Stable Value Contracts are classified as either traditional guaranteed investment contracts (“TGIC”) or synthetic guaranteed investment contracts (“SGIC”). A SGIC differs from a TGIC in that the Plan owns the assets underlying the investment of a SGIC, and the bank, insurance company, or other financial institution issues a contract, referred to as a “wrapper,” that maintains the contract value of the underlying investment for the duration of the SGIC. The following represents the disaggregation of contract value between types of investment contracts held by the Plan at December 31, 2018 and 2017.
 
 
2018
 
2017
Synthetic investment contracts
 
$
378,877

 
$
417,308

Traditional investment contracts
 

 
6,150

Short-term investment fund
 
7,698

 
8,486

Total
 
$
386,575

 
$
431,944

The Stable Value Fund’s Net Asset Value (NAV) is normally expected to be calculated using the contract value of the Stable Value Contracts, regardless of the fluctuations in the market value of the underlying fixed income portfolios, which is intended to allow the fund to maintain a stable NAV. The terms of each Stable Value Contract provide for certain qualified withdrawals allowed under the Plan, such as exchanges, withdrawals, distributions and benefits to be paid at contract value, although terms vary from contract to contract and certain withdrawals may not be permitted at contract value.
Investing in the Stable Value Fund involves certain risks, however the Stable Value Fund may be subject to additional risks other than those described below. The value of the Stable Value Fund’s investments may fluctuate, sometimes rapidly or unpredictably, due to a number of factors including changes in interest rates or inflation, adverse economic conditions, reduced market liquidity, poor manager performance, or other factors affecting the securities markets. The creditworthiness of the contract issuer or guarantor of fixed income securities or Stable Value Contracts, may deteriorate, or the issuer may default or become unable or unwilling to make timely principal payments, interest payments, or to otherwise honor its obligations, which may impact the Stable Value Fund’s performance or cause a reduction in the Stable Value Fund’s NAV.

11



There are certain risks associated with investing in Stable Value Contracts. Stable Value Contracts contain terms including events of default and termination provisions, which if triggered could obligate the Stable Value Fund’s managers to alter their investment strategy and wind down the contracts over a period of several years, or could potentially cause loss of coverage under the Stable Value Contract(s). Certain events or conditions, including but not limited to, changes to the Plan’s other investment funds, changes to the rules or administration of the Plan or Stable Value Fund, employer restructuring or layoffs, corporate mergers or divestitures, employer bankruptcy, partial or complete Plan termination, changes in law, accounting procedures or regulatory changes, may result in withdrawals from the Stable Value Contracts being made at market value instead of book value, which could result in a reduction of the Stable Value Fund’s NAV. The Trustee is responsible for determining the Stable Value Fund’s NAV and the amount of any participant’s redemption from the Stable Value Fund.

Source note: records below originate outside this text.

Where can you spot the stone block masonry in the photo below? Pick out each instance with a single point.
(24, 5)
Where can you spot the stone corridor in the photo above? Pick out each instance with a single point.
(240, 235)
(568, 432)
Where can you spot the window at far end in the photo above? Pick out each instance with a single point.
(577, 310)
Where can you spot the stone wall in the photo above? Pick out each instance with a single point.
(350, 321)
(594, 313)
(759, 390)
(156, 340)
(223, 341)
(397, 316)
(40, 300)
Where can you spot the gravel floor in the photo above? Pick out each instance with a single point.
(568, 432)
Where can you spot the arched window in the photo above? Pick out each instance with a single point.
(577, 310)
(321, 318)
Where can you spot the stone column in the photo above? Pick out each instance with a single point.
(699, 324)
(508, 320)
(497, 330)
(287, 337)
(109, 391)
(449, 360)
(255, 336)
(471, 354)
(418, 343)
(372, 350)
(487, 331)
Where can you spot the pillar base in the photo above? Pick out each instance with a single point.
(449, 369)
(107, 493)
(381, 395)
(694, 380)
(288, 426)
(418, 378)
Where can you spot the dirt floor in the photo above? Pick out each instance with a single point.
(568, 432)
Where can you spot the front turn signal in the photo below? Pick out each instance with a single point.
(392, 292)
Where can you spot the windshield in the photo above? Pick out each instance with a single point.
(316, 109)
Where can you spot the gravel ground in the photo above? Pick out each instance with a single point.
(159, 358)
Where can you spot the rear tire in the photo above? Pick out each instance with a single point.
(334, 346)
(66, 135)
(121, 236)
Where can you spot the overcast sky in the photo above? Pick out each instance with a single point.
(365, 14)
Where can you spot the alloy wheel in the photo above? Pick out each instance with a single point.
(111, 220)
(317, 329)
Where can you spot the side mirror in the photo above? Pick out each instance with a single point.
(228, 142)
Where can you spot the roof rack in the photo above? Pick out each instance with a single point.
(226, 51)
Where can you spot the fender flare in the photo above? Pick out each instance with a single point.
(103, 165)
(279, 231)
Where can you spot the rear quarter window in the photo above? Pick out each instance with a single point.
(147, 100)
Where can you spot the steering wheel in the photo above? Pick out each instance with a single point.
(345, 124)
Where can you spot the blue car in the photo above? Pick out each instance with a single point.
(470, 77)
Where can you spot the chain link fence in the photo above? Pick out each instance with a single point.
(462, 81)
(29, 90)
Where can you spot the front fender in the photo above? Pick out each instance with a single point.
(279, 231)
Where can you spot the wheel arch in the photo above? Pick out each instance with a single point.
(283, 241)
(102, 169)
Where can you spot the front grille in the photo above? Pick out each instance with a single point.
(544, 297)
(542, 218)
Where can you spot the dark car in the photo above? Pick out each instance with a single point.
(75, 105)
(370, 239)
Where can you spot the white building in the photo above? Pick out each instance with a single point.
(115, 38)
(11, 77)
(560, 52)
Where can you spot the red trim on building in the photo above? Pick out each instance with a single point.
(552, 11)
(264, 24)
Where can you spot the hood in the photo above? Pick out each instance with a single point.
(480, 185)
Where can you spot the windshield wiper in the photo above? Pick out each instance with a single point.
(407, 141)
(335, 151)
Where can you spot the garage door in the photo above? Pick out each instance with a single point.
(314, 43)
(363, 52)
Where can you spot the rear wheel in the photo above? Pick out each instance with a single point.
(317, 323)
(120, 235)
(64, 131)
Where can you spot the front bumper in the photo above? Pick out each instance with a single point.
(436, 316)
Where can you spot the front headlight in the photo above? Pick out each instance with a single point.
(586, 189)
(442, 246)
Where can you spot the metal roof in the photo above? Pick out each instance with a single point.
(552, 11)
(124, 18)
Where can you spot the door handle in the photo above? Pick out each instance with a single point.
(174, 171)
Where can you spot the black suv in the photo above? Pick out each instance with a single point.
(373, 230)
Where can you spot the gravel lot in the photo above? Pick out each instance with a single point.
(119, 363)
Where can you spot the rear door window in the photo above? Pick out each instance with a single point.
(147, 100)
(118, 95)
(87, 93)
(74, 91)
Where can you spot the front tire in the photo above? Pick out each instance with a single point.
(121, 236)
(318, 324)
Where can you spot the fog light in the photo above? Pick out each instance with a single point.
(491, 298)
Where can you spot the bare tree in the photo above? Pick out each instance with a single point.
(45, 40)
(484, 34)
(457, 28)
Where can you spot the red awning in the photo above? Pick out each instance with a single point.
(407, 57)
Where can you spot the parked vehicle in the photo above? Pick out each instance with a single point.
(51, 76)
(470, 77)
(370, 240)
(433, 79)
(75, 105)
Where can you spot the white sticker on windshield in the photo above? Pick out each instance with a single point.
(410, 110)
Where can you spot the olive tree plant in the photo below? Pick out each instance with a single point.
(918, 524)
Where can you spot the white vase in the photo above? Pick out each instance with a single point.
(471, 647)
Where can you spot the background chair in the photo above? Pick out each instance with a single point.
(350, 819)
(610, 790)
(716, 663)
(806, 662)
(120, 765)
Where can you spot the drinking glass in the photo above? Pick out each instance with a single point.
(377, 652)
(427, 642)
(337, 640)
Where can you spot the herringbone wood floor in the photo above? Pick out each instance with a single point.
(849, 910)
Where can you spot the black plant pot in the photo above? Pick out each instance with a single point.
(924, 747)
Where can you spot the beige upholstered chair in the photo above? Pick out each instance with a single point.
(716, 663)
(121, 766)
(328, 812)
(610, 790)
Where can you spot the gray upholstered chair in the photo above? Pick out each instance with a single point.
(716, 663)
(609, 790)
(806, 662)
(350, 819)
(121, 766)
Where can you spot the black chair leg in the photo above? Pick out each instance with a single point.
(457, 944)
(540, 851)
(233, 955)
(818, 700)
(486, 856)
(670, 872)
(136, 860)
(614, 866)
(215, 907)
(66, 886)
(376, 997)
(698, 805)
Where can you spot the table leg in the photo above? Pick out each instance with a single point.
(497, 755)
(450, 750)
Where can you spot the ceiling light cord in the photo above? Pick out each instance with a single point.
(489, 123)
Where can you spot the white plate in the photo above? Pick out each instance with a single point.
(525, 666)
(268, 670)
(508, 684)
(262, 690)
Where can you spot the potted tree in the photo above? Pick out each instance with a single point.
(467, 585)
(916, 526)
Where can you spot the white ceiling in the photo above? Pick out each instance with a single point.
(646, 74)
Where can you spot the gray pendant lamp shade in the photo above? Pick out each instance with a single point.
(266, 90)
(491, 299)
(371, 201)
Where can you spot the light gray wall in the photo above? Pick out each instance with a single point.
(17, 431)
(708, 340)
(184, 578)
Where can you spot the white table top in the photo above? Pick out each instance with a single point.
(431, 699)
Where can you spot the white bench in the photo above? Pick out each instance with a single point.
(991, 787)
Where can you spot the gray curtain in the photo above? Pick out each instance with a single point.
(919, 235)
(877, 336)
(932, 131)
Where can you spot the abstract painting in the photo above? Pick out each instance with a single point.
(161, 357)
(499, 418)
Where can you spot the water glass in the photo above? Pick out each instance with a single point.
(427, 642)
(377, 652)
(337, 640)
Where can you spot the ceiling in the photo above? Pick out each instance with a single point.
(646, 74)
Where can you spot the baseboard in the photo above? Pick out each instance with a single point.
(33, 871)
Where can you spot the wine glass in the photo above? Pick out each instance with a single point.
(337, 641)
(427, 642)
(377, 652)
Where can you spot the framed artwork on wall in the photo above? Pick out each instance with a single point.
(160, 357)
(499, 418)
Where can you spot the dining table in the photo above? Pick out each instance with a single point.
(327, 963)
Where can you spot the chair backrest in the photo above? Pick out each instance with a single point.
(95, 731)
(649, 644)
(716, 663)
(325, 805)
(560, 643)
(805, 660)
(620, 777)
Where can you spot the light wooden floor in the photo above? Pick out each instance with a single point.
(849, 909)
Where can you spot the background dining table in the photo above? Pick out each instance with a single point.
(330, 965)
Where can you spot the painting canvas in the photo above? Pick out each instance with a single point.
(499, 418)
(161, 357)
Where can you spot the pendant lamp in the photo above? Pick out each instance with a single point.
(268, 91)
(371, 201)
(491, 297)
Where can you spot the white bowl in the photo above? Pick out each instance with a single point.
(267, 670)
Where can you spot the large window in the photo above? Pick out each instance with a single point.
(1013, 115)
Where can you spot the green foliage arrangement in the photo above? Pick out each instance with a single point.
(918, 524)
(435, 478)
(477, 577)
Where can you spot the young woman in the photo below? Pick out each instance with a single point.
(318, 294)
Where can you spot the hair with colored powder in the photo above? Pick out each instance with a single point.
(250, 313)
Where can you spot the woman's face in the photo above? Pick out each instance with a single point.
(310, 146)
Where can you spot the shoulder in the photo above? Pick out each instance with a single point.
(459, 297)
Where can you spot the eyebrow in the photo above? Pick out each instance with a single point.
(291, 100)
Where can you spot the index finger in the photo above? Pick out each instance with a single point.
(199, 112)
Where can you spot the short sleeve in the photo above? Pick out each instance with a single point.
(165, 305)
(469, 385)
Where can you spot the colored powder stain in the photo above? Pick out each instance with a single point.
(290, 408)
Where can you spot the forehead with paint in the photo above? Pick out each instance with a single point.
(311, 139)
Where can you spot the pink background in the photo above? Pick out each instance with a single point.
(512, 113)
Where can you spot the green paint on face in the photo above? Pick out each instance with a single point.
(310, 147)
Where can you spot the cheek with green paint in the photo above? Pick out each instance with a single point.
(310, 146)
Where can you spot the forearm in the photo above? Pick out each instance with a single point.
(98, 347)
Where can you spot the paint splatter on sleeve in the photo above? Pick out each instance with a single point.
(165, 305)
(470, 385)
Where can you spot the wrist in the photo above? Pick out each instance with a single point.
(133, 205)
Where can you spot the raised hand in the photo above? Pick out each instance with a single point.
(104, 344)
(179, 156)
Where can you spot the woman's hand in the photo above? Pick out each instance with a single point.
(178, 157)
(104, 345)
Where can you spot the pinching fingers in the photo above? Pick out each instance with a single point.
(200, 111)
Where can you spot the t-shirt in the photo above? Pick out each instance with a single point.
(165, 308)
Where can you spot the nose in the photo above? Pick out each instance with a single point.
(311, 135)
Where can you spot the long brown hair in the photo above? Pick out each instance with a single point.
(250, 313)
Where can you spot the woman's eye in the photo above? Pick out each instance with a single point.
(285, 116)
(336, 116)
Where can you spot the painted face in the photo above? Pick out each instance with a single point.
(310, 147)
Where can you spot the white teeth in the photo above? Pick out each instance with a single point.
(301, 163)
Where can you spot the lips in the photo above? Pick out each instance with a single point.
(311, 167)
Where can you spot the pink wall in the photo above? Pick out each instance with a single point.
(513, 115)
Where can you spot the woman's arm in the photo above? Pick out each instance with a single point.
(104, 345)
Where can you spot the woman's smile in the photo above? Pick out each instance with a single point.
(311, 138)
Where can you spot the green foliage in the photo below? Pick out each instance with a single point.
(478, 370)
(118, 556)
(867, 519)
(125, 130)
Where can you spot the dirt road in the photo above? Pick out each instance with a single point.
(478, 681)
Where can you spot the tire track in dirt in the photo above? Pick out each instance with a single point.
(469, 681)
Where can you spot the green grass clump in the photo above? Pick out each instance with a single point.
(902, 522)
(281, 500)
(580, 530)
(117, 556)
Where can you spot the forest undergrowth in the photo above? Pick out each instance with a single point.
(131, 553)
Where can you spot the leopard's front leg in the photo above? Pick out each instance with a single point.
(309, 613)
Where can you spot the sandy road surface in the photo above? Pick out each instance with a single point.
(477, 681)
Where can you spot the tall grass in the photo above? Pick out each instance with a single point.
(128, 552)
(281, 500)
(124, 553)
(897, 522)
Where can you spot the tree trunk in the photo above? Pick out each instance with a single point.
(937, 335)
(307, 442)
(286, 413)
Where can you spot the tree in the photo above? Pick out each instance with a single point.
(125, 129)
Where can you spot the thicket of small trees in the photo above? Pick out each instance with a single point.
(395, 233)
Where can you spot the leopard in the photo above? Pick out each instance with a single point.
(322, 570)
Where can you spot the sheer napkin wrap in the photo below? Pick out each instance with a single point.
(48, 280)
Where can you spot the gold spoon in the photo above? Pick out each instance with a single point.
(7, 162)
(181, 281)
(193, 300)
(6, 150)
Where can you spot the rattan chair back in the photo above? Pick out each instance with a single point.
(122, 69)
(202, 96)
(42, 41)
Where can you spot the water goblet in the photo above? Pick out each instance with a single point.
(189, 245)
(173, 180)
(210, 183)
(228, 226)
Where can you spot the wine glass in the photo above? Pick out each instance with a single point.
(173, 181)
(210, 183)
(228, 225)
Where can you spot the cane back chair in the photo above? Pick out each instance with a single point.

Certain of the Master Trust’s investments are units of Master Trust Investment Accounts managed by the Trustee. State Street is the trustee, as defined by the Plan, and therefore, these transactions qualify as party-in-interest transactions. Fees paid by the Master Trust to the Trustee for trustee services were approximately $1.7 million for the year ended December 31, 2018 and $1.1 million for the year ended December 31, 2017.
Also included in the Master Trust’s investments are shares of common stock of International Paper Company, the Plan’s sponsor, which qualify as party-in-interest transactions. At December 31, 2018 and 2017, the Plan held 7.0 million and 6.5 million units, respectively, of common stock of International Paper Company, the sponsoring employer, with a cost basis of $67.9 million and $60.4 million, respectively. The Plan recorded dividend income of $2.9 million and $3.1 million for the years ended December 31, 2018 and 2017, respectively.
Transactions with related parties were conducted on terms equivalent to those prevailing in an arm’s-length transaction.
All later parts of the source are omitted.